Yesterday I accidentally made a discovery
For the past week after working well the Civil 3D software slowed to a crawl for the sampleLine process. The autocad forum had no help for this specific slowdown and an email to a C3D expert found this is a known issue with no real solution other than to split the drawing into several dozen drawings with xref and shortcuts.
So out of frustration I re-tuned the computer (for this machine we paid the extra cost for unlocked hardware and bios after the experience with my locked HP laptop) - it fixed the slowdown. But, now some of the C3D corridor processes are unusably slow; it looks like C3D has a bi-modal optimal hardware configuration.
For a 4x4GB [16GB] dual dual-channel modules the two opposing settings for the memory are:
- a fast (CAS) latency of 7 and slower clock speed of 1650Mhz
- a faster memory speed 1730Mhz and slow CAS of 9 - I assume if I turned the memory up to 2000Mhz there will be continued improvement but an increasingly worse response time.
I am considering purchasing a third memory set for this machine to try and satisfy both a ~1800Mhz memory speed and CAS latency 7 response time:
- the memory I have now is marketed as 2000Mhz CAS 9 - at the above two settings it works for $210 http://www.newegg.com/Product/Product.aspx?Item=N8
- the original memory we purchased with this machine, PGV38G1600 1600Mhz CAS 9, never checked what it was actually running at - slow but $146
- proposed memory, 2133Mhz or 2200Mhz CAS9 detuned to 1800Mhz and a CAS 7 - should satisfy the Civil 3D needs at $240 to $600
What do you think?
I think you're chasing the wrong thing.
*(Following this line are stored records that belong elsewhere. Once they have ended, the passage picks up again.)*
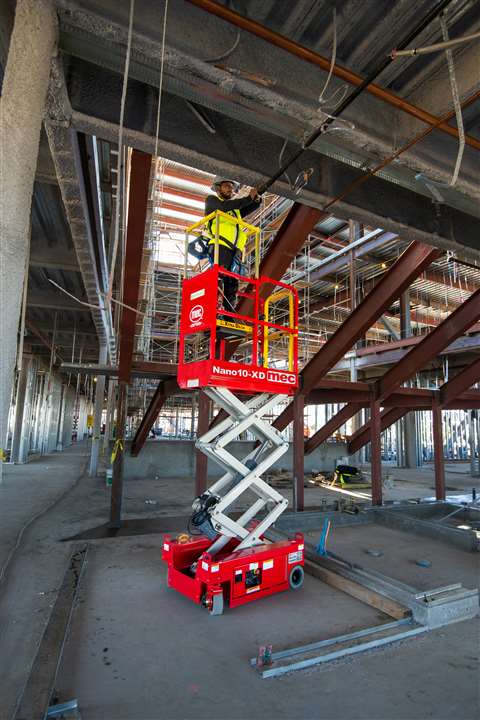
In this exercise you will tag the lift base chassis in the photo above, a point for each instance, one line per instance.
(234, 576)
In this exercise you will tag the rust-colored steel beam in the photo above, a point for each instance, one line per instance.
(298, 452)
(163, 391)
(399, 276)
(376, 452)
(415, 259)
(452, 389)
(362, 436)
(332, 425)
(137, 215)
(445, 333)
(288, 242)
(314, 58)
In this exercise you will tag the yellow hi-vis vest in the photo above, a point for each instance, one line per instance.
(229, 233)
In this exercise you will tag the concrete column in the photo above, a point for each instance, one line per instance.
(474, 461)
(22, 105)
(97, 414)
(117, 468)
(61, 418)
(192, 426)
(20, 405)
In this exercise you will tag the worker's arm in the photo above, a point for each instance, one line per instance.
(245, 204)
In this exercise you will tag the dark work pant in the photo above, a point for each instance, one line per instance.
(230, 285)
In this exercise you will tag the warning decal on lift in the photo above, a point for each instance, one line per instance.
(295, 557)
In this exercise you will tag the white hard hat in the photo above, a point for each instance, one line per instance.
(218, 179)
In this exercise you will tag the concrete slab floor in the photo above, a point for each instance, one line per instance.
(165, 496)
(139, 651)
(28, 490)
(179, 666)
(400, 552)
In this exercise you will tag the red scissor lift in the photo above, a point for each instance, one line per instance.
(231, 560)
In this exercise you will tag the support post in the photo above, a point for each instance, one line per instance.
(298, 452)
(376, 452)
(119, 445)
(24, 91)
(438, 450)
(410, 435)
(405, 315)
(110, 411)
(97, 414)
(20, 403)
(201, 460)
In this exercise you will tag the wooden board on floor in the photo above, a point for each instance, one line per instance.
(366, 595)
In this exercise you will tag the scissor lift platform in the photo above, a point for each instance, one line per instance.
(230, 559)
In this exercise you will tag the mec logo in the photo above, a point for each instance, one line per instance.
(196, 315)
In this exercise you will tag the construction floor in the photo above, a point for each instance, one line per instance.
(138, 651)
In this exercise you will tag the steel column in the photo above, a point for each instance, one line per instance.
(445, 333)
(117, 476)
(298, 452)
(164, 390)
(362, 436)
(438, 451)
(376, 452)
(395, 281)
(201, 460)
(452, 389)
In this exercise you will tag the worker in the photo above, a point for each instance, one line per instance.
(231, 240)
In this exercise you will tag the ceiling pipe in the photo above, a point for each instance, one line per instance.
(349, 99)
(348, 76)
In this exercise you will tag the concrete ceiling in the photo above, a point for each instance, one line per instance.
(253, 100)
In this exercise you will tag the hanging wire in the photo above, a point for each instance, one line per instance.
(456, 102)
(120, 154)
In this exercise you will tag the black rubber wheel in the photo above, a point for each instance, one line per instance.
(217, 605)
(295, 578)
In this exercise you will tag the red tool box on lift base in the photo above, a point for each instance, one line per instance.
(233, 576)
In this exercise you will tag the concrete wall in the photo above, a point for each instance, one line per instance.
(176, 458)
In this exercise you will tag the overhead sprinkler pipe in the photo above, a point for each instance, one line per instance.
(348, 100)
(434, 48)
(314, 58)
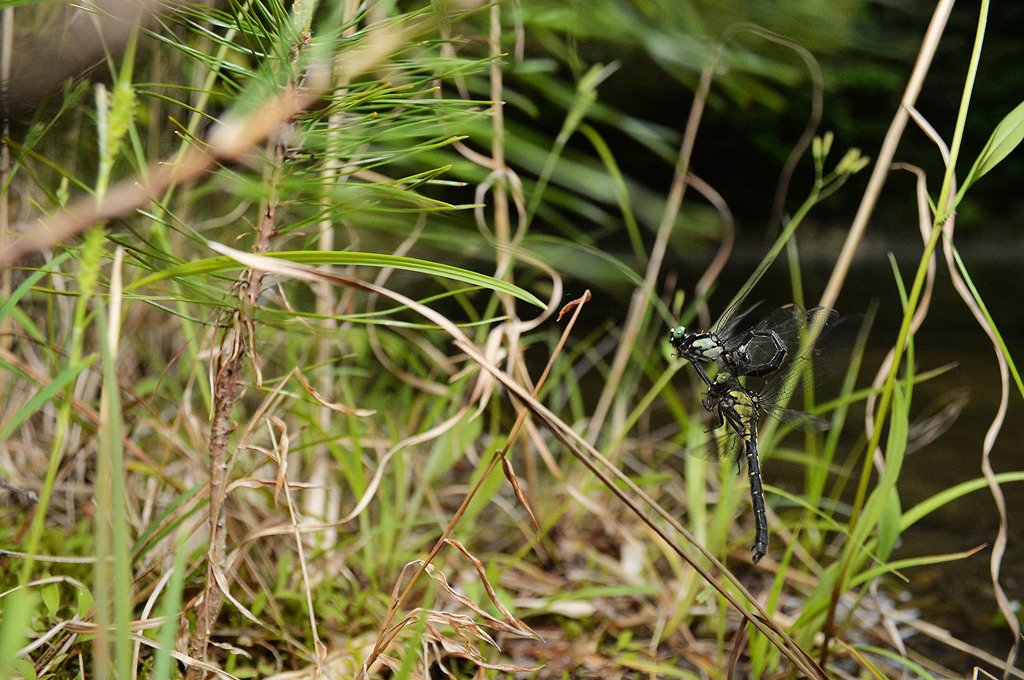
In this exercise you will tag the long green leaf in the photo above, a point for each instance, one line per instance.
(1007, 136)
(44, 395)
(214, 264)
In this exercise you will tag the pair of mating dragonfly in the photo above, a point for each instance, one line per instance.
(781, 348)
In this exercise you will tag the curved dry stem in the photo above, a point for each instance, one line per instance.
(887, 153)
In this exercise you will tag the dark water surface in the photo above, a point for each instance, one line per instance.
(955, 595)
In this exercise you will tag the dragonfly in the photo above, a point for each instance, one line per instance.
(739, 407)
(758, 351)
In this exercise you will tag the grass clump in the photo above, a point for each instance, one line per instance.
(299, 380)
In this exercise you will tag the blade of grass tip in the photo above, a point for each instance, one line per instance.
(559, 429)
(171, 609)
(577, 307)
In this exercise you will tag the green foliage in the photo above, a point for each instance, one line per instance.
(410, 248)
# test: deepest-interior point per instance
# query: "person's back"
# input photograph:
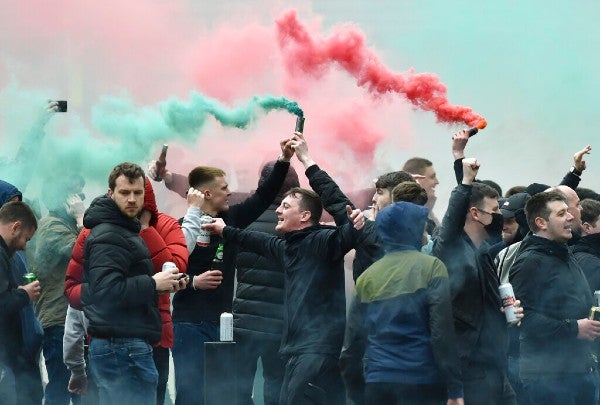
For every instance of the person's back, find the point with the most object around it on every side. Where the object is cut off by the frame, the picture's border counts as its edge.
(411, 352)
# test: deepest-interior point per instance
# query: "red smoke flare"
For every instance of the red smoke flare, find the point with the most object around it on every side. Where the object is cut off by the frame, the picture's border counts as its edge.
(313, 55)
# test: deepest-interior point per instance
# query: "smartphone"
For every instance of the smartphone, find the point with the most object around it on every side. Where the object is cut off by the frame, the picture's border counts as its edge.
(62, 105)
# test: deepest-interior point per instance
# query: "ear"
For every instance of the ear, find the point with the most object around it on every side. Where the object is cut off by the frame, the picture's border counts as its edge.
(541, 223)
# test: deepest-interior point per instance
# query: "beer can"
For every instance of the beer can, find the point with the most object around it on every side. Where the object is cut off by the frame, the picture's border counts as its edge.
(203, 238)
(595, 314)
(168, 266)
(226, 327)
(508, 299)
(29, 278)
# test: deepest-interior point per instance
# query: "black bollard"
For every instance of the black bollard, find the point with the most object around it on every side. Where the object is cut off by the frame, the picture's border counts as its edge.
(220, 373)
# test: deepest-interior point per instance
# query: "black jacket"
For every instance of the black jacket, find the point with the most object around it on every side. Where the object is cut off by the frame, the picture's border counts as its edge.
(587, 252)
(197, 306)
(314, 303)
(480, 326)
(554, 294)
(119, 294)
(258, 304)
(368, 248)
(12, 300)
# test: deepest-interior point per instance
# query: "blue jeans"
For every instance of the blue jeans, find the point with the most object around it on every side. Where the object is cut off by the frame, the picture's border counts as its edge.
(188, 359)
(124, 370)
(56, 392)
(563, 389)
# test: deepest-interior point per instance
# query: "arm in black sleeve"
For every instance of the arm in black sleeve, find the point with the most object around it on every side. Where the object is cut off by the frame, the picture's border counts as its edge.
(243, 214)
(443, 337)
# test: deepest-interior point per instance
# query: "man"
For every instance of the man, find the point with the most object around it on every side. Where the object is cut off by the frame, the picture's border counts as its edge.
(120, 292)
(424, 173)
(470, 226)
(587, 249)
(411, 350)
(54, 243)
(556, 365)
(17, 226)
(196, 310)
(312, 258)
(258, 307)
(368, 250)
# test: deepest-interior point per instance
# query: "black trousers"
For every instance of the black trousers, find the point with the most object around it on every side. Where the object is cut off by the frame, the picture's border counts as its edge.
(312, 379)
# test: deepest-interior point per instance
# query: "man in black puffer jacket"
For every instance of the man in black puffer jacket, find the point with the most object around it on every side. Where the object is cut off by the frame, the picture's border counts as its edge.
(258, 306)
(556, 360)
(119, 292)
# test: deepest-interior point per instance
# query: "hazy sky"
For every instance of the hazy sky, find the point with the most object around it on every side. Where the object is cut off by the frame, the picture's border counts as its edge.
(530, 68)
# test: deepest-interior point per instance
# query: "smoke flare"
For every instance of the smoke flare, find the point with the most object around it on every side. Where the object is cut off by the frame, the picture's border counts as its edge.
(346, 47)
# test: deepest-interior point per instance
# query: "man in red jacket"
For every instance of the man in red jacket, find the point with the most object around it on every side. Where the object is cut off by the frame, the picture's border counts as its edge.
(165, 240)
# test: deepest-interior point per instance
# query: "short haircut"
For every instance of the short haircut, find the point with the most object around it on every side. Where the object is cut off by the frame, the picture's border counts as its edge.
(590, 211)
(492, 184)
(417, 165)
(515, 190)
(537, 207)
(129, 170)
(18, 211)
(202, 175)
(479, 192)
(308, 200)
(410, 192)
(392, 179)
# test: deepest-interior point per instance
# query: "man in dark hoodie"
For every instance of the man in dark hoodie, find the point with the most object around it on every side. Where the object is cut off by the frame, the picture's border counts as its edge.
(556, 364)
(120, 292)
(411, 348)
(258, 306)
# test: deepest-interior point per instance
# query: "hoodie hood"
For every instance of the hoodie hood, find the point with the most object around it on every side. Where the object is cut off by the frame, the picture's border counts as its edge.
(400, 226)
(150, 202)
(104, 210)
(7, 192)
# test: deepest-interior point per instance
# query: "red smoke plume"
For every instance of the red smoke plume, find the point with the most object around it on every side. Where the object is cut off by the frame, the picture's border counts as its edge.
(347, 47)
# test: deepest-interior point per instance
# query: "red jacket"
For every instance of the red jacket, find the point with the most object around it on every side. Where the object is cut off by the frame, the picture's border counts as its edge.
(165, 241)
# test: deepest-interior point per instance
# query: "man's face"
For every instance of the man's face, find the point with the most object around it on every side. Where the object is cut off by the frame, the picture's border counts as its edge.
(559, 224)
(219, 194)
(128, 195)
(381, 199)
(509, 229)
(289, 215)
(19, 238)
(429, 182)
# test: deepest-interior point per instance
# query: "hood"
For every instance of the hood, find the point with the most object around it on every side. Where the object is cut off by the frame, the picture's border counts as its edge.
(150, 202)
(104, 210)
(8, 191)
(400, 226)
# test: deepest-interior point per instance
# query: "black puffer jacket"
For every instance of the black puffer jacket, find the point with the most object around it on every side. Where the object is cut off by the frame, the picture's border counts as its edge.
(554, 294)
(587, 253)
(119, 294)
(258, 305)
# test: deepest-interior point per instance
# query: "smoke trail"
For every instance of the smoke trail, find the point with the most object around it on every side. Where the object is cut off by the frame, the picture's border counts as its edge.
(346, 47)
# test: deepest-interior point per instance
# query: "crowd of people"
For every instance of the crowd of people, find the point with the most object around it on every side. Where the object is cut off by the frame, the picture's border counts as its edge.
(426, 323)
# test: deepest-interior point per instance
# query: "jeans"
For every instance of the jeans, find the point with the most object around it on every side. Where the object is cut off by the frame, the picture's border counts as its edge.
(249, 349)
(124, 370)
(56, 391)
(8, 393)
(188, 359)
(563, 389)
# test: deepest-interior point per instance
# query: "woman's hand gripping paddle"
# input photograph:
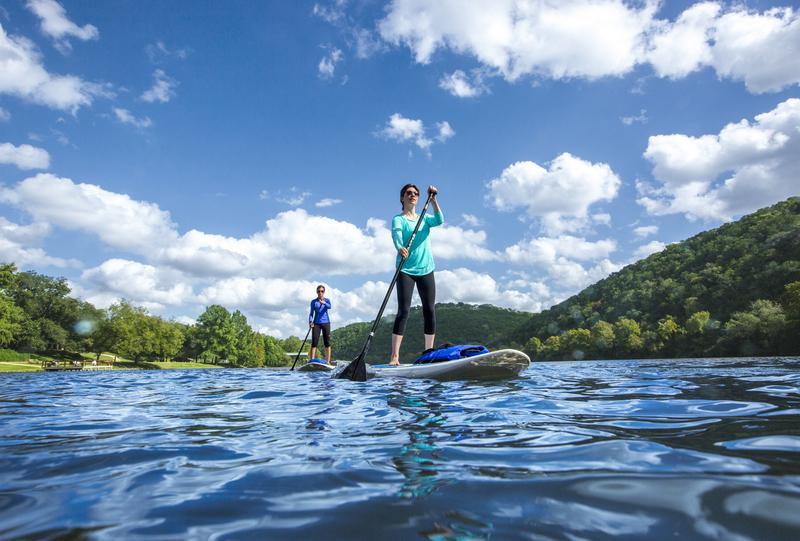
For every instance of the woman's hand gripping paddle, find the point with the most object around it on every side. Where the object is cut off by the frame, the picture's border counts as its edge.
(357, 369)
(301, 347)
As a single-threaded app that can only utilize one core, RAM speed is not the bottleneck even with 1333 MHz. Instead, it's at the CPU. That's why C3D performs so much better with the new 2nd Gen i3/i5/i7 chips... One of the big improvements in that line of chips was the MMU.
Are you REALLY running C3D on Server2008...? I suspect that might be more the cause of a lot of your problems... Server2008 does not make an ideal OS for a CAD computer.
Some good points:
- Fairly certain Server2008R2 and Win7 have the same core sourceCode (XP and server 2003 were different) "The fundamental difference between Windows 7 and Windows Server 2008 R2 is how tasks are prioritize...Changing Windows Server 2008 R2 to act like its desktop counterpart is nothing more than flicking a switch." have been using the server versions for the past five years without a problem - why, because it is free for students.
- The processor is clocked at 3.9Ghz to compensate for the single core; tried 4.2Ghz but did not see much of a change with the 300Mhz increase.
- The i3/i5/i7 are marketing designations and have no relation to the actual architecture, they somewhat randomly refer to the very different Nehalem, and Sandy Bridge. But taking the gist of what you are saying I researched and found that the AMD Phenom II and Nehalem have similar memory mamnagement unit (MMU) configurations and so I assume the Sandy Bridge has the improved configuration you noted. But sandybridge is rated for memory up to 1333Mhz while AMD Phenom is rated for up to 2000Mhz - both have possibilities for tuning to higher clocks. I will stop here since I am way out of my area of knowledge and propose finding someone to answer the question of memory if we can form a solid question to ask.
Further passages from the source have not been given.